“Don Cipriano calls her Una, because she can tame wild beasts,” said he.
Dick's face became almost too expressive. If he did not want Pilar's eyes to read his every emotion, I thought he would be wiser to put on his motor-mask.
XXV
What Cordoba Lacked
Through a flowery field of cloth-of-gold we came, while the afternoon was young, into Cordoba—“Kartuba the Important,” lying like a grave entombing its dead glory, prone at the foot of tombstone mountains.
After the dazzle of wild-flowers shining in the sun, and the ozone of country breezes, a sudden entrance into the network of narrow streets was like being thrown, without a clue, into the Minotaur's dark labyrinth.
I had thought that no town could have narrower streets than Toledo; but the streets of Cordoba were mere slits between house-walls.
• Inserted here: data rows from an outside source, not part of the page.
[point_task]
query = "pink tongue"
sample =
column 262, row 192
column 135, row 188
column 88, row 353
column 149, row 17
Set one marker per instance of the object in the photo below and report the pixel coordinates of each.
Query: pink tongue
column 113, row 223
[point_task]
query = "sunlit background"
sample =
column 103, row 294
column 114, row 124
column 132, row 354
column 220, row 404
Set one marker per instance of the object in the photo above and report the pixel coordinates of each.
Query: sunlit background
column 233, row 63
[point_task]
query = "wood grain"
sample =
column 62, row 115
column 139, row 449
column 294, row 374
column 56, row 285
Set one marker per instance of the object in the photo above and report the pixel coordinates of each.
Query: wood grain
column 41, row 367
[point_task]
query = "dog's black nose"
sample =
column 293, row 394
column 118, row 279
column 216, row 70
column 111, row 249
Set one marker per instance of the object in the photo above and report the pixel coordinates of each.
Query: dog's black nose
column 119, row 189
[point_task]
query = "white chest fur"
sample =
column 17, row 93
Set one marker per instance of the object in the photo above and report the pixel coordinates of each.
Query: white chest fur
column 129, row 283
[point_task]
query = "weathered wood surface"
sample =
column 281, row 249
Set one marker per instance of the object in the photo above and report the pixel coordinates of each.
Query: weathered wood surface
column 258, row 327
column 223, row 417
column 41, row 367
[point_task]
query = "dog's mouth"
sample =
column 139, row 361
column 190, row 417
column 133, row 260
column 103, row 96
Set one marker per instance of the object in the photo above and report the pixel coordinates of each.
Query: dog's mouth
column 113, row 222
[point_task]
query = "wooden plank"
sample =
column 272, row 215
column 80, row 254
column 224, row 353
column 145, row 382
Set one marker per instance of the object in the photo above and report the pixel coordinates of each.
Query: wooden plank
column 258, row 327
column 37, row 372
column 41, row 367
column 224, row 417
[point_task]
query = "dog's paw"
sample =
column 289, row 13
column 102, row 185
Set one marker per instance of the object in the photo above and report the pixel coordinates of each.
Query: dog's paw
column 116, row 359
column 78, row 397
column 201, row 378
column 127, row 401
As we scraped through on the car, Dick likened the town to a huge white cake divided into slices by a sharp knife, but left in shape with only one or two pieces pulled out to loosen the mass.
Still, the stone-paved slits contrived to make pictures; with here and there a pair of splendid Moorish doors, a row of ancient eastern-patterned windows, or a fairy glimpse of a sunlit patio beyond a tunnel of shadow; a fountain spraying jewels, a waving of palms and glow of hanging roses.